657 sayılı Devlet Memurları Kanunu’nda tanımlanan memurluk; devlet teşkilatında genel idare esaslarına göre yürütülen asli ve sürekli kamu hizmetlerini ifa eden, kendi içerisinde hizmet sınıflarına ayrılan, kariyere dayalı ve liyakate göre iç süreçleri işleyen statüter bir istihdam biçimidir. 657 sayılı Devlet Memurları Kanunu’nda (4/A) memurlar yapacakları görev çerçevesinde tanımlanarak dört ana gruba ayrılmıştır.
· Devlet ve diğer kamu tüzel kişiliklerinde görev yaparlar
· Genel idare esaslarına göre yürütülen hizmetleri görürler
· Asli ve sürekli kamu hizmetlerini ifa ile görevlendirilirler
· Devlet ve diğer kamu tüzel kişiliklerinde işin niteliğine bakılmaksızın dolayısıyla asli ve sürekli olmasa dahi, genel politika tespiti, araştırma, planlama, programlama, yönetim ve denetim gibi işlerde görevli ve yetkilidirler.
657 sayılı yasaya göre memurluğun ayırt edici ve tanımlayıcı üç niteliği vardır;
· Memurlar, görevlerin gerektirdiği niteliklere ve mesleklere göre sınıflara ayrılır.
· Memurluk, bir kariyer mesleğidir.
· Memurluk, liyakate dayanır.
Diğer Kamu Görevlileri: Diğer kamu görevlileri kavramı 1961 anayasası döneminde fiili olarak memurlardan ayrılan kümelere anayasal temek oluşturmak amacıyla ihdas edilmiş ve ilk olarak 1982 anayasasında yer almıştır.
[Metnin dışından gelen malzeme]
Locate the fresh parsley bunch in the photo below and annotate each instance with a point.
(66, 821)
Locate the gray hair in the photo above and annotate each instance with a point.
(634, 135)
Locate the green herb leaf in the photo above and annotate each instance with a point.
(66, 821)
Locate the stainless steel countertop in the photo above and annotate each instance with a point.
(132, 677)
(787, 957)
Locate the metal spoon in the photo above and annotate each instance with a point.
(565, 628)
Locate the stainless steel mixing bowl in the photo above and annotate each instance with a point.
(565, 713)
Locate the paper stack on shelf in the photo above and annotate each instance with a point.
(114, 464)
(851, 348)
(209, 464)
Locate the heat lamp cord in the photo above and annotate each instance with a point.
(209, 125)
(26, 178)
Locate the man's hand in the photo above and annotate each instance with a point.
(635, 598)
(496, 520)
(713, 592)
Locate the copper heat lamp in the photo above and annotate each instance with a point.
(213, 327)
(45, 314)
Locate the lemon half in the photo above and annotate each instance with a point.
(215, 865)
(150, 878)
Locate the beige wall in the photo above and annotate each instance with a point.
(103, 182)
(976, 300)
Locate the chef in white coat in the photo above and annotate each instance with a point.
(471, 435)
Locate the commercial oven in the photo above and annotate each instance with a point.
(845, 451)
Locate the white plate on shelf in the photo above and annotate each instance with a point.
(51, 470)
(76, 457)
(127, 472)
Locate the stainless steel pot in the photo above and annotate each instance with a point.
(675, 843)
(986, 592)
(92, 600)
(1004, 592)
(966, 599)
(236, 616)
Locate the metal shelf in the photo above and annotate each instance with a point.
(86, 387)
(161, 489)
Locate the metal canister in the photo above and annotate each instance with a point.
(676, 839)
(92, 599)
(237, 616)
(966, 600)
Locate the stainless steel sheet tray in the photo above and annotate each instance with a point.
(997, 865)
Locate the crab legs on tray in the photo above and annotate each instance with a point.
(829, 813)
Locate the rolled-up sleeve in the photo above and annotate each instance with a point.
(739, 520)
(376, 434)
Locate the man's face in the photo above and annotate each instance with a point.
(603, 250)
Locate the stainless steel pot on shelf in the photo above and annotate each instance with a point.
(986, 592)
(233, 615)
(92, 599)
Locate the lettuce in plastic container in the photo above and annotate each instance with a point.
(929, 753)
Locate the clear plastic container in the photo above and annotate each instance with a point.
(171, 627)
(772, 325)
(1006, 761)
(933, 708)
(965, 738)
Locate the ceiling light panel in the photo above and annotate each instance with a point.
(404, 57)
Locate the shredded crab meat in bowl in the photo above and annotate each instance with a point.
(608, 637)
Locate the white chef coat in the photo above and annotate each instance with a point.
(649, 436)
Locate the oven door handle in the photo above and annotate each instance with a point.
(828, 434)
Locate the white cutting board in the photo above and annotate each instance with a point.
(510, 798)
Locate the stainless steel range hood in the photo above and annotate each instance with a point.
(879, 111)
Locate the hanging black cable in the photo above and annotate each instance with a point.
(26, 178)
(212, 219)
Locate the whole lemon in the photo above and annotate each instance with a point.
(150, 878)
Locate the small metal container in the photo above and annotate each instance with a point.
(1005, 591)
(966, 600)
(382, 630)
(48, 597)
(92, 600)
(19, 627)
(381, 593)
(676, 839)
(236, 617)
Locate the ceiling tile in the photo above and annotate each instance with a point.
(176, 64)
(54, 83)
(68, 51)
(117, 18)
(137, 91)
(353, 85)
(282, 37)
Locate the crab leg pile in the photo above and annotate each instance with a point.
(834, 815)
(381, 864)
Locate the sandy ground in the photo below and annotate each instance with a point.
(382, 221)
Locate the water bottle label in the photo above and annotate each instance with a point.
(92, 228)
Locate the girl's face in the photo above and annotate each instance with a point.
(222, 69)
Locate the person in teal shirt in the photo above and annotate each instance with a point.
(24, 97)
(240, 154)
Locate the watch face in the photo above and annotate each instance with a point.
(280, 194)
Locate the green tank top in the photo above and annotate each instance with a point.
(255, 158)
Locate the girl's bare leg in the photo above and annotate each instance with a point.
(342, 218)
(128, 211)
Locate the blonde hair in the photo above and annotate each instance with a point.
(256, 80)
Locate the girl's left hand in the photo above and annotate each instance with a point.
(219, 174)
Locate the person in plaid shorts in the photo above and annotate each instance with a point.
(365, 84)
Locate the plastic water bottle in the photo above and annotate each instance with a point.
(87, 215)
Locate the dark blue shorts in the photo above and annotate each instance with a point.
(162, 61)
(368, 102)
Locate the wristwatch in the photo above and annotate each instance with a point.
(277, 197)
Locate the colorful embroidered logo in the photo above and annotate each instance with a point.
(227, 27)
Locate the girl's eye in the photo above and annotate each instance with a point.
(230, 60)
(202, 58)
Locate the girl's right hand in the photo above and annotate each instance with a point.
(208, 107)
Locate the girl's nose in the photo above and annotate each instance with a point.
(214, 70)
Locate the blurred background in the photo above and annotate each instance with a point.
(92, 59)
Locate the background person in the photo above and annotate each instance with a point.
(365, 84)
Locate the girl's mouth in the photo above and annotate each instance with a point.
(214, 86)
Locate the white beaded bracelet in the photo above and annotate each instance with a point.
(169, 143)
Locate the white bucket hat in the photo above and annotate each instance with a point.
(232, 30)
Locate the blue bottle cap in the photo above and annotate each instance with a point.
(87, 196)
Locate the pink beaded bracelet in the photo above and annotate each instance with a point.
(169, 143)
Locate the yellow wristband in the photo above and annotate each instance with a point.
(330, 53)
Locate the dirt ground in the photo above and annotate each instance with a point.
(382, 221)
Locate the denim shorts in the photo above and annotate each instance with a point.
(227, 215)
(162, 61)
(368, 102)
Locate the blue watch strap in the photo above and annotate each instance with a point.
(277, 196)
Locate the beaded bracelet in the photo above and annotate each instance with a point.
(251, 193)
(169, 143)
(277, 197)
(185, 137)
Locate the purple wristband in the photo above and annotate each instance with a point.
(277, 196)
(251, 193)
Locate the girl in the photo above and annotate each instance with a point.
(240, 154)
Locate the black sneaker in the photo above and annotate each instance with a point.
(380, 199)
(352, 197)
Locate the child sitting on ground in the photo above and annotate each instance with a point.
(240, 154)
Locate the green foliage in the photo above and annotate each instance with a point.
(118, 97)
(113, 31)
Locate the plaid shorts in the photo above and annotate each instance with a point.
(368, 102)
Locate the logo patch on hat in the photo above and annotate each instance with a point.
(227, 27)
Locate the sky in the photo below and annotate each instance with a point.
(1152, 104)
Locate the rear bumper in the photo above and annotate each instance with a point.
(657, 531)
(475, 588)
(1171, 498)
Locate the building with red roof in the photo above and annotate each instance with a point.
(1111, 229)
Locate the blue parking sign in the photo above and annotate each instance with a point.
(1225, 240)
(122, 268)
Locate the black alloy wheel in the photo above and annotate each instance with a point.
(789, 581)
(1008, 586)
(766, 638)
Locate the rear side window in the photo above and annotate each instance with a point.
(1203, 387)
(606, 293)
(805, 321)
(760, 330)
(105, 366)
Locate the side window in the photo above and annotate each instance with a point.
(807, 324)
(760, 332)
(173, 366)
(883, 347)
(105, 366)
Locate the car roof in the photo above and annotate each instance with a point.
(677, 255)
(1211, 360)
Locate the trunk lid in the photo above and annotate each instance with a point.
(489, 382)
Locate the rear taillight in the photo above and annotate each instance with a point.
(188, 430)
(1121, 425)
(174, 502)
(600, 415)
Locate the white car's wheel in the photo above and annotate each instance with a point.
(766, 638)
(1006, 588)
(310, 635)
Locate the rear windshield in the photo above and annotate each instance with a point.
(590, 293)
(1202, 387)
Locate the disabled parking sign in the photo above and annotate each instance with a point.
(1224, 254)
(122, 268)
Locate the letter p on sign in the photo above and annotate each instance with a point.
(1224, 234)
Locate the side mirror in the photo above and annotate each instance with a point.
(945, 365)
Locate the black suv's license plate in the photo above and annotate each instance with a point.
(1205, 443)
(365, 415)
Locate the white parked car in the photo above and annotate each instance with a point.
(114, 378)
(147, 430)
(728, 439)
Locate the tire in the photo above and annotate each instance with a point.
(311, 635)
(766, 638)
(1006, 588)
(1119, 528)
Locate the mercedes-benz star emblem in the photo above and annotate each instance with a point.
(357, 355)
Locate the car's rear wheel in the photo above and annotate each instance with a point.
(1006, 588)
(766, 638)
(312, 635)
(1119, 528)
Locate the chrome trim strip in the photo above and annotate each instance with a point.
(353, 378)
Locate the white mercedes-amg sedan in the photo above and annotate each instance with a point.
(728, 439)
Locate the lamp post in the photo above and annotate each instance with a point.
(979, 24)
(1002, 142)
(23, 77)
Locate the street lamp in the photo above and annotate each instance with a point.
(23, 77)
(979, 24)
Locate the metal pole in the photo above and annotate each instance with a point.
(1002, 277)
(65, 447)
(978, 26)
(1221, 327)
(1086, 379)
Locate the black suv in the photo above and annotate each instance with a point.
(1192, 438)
Diğer kamu görevlileri kavramının içerisinde üç memur kümesi yer almaktadır.
· Hâkim-Savcılar
· Askeri Personel
· Akademik Personel
Hâkim ve savcılar anayasanın yargı bağımsızlığı ilkesine dayanarak 1961 Anayasası döneminde genel memur statüsünden ayrılmıştır. Askeri personel 1961 Anayasası sonrasında farklı bir personel yasasına bağlı kılınmış, 1982 Anayasası ile diğer kamu görevlileri çerçevesine dâhil edilmiştir. Akademik personel ise mali haklar açısından Devlet Memurları Kanunu’na tabi olmakla birlikte Anayasa Mahkemesi kararıyla memurlara ilişkin genel yasa kapsamından çıkarılmıştır.
Diğer kamu görevlileri de memurlar gibi statü hukukuna bağlı olarak istihdam edilen görevlilerdir. 1982 Anayasası’nın 129. Maddesinde memurlar için getirilen tüm düzenlemelerin diğer kamu görevlileri için de geçerli olduğu ifade edilmiştir. Diğer kamu görevlileri 2010 yılında yapılan Anayasa değişikliğiyle toplu sözleşme hakkını elde etmişlerdir.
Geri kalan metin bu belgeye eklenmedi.